PayPal: A leading P2P payment provider; others include Square, i-Zettle, ClearXchange, Dwolla, PingIt, PopMoney, QuickPay, Venmo, ZashPay.
PCI compliant: Complying with Payment Card Industry data security standards.
PFM: Personal Financial Management.
Pod: Modular customer engagement station.
POS: Point of Sale—the location where a retail transaction occurs; a POS terminal refers more generally to the hardware and software used at checkout stations.
PPC: Pay-per-Click—a method of paying for appearing in search engine results by bidding and paying for specific keywords; you then pay at the successful bid rate every time a user/visitor clicks on your link.
Prosumer: A portmanteau word formed by contracting either the word “professional” or “producer” with the word “consumer”; in respect of this publication, it identifies the role of the modern consumer of content who is also a producer of content on, for example, YouTube, Facebook and Twitter.
PSTN: Public Switched Telephone Network—the traditional copper-wire and exchange based landline telephone system.
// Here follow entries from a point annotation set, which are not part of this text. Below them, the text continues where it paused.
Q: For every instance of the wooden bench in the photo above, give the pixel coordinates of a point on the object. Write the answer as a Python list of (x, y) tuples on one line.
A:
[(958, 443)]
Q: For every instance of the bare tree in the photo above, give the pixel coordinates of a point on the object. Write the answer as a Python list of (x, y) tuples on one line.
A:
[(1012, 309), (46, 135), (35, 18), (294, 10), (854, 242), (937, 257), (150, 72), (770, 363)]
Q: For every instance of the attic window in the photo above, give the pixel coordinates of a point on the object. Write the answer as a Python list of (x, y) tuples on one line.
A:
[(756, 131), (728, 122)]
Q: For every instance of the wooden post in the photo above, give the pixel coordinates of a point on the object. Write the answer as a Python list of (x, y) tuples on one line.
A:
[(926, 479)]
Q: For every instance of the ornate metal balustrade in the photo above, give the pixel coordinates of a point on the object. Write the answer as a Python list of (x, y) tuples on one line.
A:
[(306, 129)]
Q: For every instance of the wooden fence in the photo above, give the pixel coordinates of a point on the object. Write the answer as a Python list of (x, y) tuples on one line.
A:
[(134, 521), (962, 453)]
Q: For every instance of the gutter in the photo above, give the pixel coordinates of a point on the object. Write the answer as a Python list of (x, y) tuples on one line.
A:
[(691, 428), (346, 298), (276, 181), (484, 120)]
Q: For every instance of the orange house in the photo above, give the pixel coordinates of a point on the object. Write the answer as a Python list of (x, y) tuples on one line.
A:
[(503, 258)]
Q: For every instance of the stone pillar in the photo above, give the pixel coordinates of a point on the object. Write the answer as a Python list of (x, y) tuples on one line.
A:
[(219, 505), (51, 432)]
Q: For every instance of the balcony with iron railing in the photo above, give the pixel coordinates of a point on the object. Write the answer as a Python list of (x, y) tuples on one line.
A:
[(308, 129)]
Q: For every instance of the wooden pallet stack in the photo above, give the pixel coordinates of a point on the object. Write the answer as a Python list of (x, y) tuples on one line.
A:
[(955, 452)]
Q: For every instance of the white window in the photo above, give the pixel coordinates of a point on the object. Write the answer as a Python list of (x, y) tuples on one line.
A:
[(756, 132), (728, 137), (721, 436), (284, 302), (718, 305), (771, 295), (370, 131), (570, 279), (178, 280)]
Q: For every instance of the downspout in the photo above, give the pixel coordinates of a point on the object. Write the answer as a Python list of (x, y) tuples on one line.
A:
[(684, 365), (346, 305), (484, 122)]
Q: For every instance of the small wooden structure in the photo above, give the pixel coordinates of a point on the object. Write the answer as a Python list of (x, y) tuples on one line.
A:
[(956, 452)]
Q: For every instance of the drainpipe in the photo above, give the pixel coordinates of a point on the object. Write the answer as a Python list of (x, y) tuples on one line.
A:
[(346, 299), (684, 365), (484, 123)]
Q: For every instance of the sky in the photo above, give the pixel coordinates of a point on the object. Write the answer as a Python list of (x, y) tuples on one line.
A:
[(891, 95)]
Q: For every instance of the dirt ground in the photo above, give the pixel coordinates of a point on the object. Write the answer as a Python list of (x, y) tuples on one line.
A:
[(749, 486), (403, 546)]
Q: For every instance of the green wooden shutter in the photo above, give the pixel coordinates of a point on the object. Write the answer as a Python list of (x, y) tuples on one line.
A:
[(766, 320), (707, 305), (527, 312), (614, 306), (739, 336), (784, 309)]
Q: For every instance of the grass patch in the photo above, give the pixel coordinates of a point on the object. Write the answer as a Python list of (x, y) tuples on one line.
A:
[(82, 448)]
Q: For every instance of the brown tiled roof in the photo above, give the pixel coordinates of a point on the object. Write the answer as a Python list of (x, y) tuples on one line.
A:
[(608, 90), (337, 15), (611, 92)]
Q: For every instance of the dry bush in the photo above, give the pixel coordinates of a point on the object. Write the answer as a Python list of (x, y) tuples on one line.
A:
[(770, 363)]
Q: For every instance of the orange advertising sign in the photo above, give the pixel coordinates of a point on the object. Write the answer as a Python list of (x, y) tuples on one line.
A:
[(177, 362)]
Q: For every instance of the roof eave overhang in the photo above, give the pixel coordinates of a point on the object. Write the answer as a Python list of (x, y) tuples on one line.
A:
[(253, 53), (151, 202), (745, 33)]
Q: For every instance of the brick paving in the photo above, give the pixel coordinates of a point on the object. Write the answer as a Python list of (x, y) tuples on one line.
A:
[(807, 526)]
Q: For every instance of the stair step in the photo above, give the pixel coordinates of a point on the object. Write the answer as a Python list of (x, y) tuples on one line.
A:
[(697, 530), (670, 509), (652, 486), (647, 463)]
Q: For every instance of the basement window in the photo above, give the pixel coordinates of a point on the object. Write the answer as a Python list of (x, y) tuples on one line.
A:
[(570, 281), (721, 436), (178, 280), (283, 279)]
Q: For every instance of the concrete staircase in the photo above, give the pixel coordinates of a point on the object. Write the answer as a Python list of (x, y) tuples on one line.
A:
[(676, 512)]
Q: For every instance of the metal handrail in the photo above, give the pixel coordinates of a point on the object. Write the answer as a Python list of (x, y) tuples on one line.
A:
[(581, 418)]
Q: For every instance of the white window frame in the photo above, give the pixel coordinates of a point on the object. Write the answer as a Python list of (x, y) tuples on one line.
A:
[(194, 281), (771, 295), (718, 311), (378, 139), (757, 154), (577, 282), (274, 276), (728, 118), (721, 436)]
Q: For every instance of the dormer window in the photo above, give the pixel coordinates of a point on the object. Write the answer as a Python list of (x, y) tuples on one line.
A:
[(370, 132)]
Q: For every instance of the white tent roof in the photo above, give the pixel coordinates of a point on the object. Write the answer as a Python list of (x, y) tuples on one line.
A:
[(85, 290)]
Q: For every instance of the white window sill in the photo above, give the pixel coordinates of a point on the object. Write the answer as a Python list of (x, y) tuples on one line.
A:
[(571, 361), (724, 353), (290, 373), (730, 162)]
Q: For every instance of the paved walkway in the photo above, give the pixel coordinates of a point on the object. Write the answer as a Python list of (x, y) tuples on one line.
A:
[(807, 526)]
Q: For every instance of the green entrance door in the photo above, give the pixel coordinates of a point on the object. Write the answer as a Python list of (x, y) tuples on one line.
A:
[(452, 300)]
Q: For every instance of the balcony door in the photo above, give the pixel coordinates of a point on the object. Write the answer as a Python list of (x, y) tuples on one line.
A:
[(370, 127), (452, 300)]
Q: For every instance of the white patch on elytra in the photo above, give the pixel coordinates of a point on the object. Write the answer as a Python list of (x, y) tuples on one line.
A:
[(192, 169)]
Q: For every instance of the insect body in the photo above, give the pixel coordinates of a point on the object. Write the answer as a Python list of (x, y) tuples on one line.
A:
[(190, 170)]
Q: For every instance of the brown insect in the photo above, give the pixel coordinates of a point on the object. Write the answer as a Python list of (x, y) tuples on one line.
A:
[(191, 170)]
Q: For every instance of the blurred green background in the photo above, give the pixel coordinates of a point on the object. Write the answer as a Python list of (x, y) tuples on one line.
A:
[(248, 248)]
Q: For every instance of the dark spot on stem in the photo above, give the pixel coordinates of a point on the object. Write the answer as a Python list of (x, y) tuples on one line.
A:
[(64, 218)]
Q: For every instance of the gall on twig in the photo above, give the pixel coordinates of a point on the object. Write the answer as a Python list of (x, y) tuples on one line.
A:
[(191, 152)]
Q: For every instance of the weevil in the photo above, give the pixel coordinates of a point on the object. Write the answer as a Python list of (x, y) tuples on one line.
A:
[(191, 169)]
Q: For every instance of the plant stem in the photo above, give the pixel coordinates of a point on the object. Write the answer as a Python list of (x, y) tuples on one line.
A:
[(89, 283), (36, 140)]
RFID: Radio Frequency Identification—a short-range radio communication methodology that uses “tags” or small integrated circuits connected to an antenna that when passed within the range of a magnetic reader is able to send a signal.
RM: Relationship Manager—a dedicated customer service manager assigned to look after specific customers, usually high-net-worth ones.
ROMI: Return on Marketing Investment.
SDK: Software Development Kit—a package provided by a mainstream software or operating system provider to the developer community to assist them with application construction.
SEO: Search Engine Optimisation—the science of optimising websites so that they appear in the top results for search engine enquiries.